El británico ha logrado con su estilo el poder asustar con un amago, con un gesto
Y así, después de aprender, como el albañil que cuenta ladrillos, cómo, quién, cuánto, eran los treintaytantos contra los que corría, Farah se fue al centro del grupo, se puso a charlar con su amigo de entrenamientos Galen Rupp —un estadounidense rubio y largo con corte de pelo marine que correr como los blancos, con poca naturalidad, pero logra marcas de negro: los milagros del entrenador del grupo, el cubano Alberto Salazar— y dejó que le hicieran la carrera.
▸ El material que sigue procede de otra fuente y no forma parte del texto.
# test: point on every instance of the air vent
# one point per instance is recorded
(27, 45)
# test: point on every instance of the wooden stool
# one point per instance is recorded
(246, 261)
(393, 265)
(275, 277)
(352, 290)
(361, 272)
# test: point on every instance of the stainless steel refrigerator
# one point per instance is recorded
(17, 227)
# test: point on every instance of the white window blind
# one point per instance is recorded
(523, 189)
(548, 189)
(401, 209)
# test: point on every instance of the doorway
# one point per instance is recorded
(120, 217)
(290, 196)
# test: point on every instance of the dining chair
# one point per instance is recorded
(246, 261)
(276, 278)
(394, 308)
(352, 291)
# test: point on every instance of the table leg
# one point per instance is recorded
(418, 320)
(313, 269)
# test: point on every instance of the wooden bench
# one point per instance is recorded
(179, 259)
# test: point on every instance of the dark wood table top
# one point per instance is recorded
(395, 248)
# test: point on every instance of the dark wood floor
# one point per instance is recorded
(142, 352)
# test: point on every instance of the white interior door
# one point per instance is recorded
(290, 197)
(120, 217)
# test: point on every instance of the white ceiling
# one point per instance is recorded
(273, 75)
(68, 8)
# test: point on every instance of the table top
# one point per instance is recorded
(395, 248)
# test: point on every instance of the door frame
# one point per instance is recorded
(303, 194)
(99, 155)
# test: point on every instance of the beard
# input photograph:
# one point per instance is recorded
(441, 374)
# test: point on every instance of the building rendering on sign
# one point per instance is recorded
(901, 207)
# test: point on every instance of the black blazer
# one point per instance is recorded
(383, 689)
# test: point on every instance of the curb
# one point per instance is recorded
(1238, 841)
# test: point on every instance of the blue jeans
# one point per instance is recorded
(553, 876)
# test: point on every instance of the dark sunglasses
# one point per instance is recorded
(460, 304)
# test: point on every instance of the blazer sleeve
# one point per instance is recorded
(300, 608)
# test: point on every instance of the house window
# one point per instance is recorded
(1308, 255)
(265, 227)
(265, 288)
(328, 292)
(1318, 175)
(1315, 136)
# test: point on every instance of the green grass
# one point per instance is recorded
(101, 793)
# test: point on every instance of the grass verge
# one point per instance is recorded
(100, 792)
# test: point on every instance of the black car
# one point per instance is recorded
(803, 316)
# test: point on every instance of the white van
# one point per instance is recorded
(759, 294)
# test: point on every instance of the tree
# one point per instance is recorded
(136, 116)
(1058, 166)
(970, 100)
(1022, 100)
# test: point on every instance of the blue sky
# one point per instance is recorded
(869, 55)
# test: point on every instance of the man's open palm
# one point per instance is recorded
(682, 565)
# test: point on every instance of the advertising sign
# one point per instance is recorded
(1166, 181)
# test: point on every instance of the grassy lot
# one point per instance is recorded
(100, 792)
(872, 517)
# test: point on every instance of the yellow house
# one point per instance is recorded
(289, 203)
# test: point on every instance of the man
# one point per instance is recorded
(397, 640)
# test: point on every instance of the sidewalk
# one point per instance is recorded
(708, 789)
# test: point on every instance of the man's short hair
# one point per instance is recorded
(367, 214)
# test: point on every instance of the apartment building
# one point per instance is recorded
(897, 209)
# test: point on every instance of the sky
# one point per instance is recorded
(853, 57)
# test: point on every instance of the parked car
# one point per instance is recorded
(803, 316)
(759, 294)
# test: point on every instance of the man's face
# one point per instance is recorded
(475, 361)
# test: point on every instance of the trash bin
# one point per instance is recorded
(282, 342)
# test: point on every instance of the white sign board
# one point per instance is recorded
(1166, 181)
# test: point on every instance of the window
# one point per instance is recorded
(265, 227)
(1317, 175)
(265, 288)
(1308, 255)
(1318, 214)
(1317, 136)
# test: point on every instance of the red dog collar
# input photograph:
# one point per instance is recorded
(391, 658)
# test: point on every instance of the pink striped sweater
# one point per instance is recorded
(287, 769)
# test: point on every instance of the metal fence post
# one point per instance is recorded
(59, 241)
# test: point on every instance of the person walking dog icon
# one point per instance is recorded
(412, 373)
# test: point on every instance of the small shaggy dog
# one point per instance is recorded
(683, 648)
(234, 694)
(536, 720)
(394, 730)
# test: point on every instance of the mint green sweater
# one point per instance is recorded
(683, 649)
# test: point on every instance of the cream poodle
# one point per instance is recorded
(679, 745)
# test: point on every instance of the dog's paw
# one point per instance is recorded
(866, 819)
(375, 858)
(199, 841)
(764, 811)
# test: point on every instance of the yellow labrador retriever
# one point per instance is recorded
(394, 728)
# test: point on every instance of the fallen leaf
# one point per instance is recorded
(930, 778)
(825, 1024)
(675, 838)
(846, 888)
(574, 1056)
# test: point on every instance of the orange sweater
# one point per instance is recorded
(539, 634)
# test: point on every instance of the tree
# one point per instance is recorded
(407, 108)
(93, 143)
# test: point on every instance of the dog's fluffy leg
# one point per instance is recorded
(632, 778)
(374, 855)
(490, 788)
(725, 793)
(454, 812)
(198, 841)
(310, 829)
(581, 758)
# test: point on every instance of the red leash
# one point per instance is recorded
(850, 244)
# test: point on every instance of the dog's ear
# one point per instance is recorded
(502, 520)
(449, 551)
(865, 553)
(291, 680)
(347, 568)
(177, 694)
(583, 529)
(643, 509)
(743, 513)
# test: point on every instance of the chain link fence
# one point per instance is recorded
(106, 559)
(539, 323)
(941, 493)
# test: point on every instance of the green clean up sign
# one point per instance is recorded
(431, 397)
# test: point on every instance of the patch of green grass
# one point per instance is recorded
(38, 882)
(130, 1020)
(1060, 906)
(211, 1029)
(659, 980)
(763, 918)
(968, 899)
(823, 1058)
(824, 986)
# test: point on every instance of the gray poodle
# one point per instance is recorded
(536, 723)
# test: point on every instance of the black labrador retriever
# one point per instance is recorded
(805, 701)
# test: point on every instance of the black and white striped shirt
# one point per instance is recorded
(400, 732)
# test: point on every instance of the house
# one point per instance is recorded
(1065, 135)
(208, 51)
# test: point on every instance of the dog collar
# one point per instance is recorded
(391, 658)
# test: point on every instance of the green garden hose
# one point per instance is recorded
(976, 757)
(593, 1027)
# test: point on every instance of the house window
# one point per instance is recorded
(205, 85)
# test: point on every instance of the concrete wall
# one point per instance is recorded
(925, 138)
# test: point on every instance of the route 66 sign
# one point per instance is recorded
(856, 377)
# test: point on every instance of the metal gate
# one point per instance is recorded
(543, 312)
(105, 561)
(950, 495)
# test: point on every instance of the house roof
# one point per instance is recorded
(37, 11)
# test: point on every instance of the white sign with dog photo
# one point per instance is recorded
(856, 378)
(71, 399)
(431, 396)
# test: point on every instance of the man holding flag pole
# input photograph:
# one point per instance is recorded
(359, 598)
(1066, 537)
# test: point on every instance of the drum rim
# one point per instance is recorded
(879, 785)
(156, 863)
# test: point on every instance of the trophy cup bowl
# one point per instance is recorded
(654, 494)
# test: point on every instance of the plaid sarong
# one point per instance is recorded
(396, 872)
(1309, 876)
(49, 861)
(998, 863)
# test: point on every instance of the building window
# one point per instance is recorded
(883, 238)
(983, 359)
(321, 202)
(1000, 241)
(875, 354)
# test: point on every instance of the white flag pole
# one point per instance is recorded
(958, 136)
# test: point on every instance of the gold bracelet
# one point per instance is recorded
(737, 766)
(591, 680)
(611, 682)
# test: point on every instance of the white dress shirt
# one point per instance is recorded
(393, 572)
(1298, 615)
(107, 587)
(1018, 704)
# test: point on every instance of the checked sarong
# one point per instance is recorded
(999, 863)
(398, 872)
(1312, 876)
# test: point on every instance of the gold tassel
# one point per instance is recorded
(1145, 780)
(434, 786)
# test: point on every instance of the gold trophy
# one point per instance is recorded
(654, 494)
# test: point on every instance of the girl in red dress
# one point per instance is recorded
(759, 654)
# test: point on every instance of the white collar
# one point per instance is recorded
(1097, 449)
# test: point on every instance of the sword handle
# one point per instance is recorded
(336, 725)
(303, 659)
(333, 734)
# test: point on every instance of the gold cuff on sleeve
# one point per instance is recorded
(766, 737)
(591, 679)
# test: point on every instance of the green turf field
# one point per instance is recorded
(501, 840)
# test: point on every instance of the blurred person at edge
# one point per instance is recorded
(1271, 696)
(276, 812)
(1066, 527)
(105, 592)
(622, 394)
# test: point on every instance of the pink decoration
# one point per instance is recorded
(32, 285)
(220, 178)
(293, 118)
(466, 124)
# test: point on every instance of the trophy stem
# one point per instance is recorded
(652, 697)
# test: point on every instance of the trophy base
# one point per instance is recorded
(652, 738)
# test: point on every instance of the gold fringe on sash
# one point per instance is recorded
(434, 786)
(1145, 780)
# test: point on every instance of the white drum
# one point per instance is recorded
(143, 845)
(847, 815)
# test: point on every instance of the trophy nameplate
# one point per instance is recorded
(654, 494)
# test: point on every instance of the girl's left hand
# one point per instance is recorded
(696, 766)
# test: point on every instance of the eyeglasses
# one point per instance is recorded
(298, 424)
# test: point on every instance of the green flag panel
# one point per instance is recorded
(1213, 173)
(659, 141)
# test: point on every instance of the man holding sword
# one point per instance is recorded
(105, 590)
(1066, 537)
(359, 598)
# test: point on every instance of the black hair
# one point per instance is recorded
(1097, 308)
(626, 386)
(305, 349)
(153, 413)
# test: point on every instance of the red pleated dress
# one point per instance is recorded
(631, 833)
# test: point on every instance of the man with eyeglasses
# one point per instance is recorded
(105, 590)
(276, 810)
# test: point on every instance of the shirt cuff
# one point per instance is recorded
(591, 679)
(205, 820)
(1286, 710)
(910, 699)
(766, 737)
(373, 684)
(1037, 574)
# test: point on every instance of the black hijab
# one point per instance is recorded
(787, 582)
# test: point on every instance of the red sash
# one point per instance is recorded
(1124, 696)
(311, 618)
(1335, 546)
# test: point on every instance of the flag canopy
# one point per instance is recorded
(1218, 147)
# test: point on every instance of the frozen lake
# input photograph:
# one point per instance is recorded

Es otro de los privilegios conseguidos por la gran figura británica, el de conseguir que todos hagan su carrera pensando en él: en teoría en cómo batirlo, en la práctica en hacérsela cómoda.
La coalición del valle del Rift, kenianos y etíopes unidos en la tarea de demoler al niño de Somalia que aprendió a correr en Londres para recuperar el fuego sagrado del fondo perdido con el declive del ausente Kenenisa Bekele y la retirada de Gebrselassie, le hizo la carrera perfecta: un ritmo rápido y regular, de a 2.45m el kilómetro, sin tirones, que le habría permitido a Farah hasta contar chistes a los colegas si le hubiera apetecido. Jeilan, el único con un final capaz de rivalizar con el velocísimo Farah, buscaba repetir las condiciones de su final de Daegu. Entonces, en Corea, el ritmo fue ligeramente más rápido, la última vuelta frenética y espectacular (en 52s la cubrió el etíope), y perdió Farah. En el Moscú cálido y húmedo de agosto, Farah, después de viajar cómodo en un vagón, tomó el mando a 1.000 m del final, se convirtió en locomotora y en esos mil metros organizó una demostración de cómo aumentar progresivamente el ritmo sin perder ni la compostura ni el soplo, ni la elegancia de lo fácil, según fueran las oleadas que atacaban desde atrás. La última, la que más esperaba, la del Jeilan feroz, le llegó en los últimos 400 metros, y la manejó con idéntica elegancia y suficiencia, con aceleraciones casi imperceptibles y unos últimos 50 metros liberado para gozar. Corriendo más lento que los últimos 400 m de Daegu (esta vez los cerró en más de 54s), ganó con claridad.
Así, Farah, el londinense que conquistó Londres hace un año (y que no murió en el intento: su exilio en Estados Unidos le permite no agobiarse y morir sepultado por la fama), cumplió con la mitad de sus deberes en su camino de convertirse, como entonces, en el 50% del atletismo, o en el trocito que no es Bolt. La otra mitad la acabará el viernes 16 (semifinal el martes 13) con la prueba de los 5.000 m, donde le esperan nuevos rivales, nuevos ladrillos intimidados que contar y con los que seguir construyendo su personaje.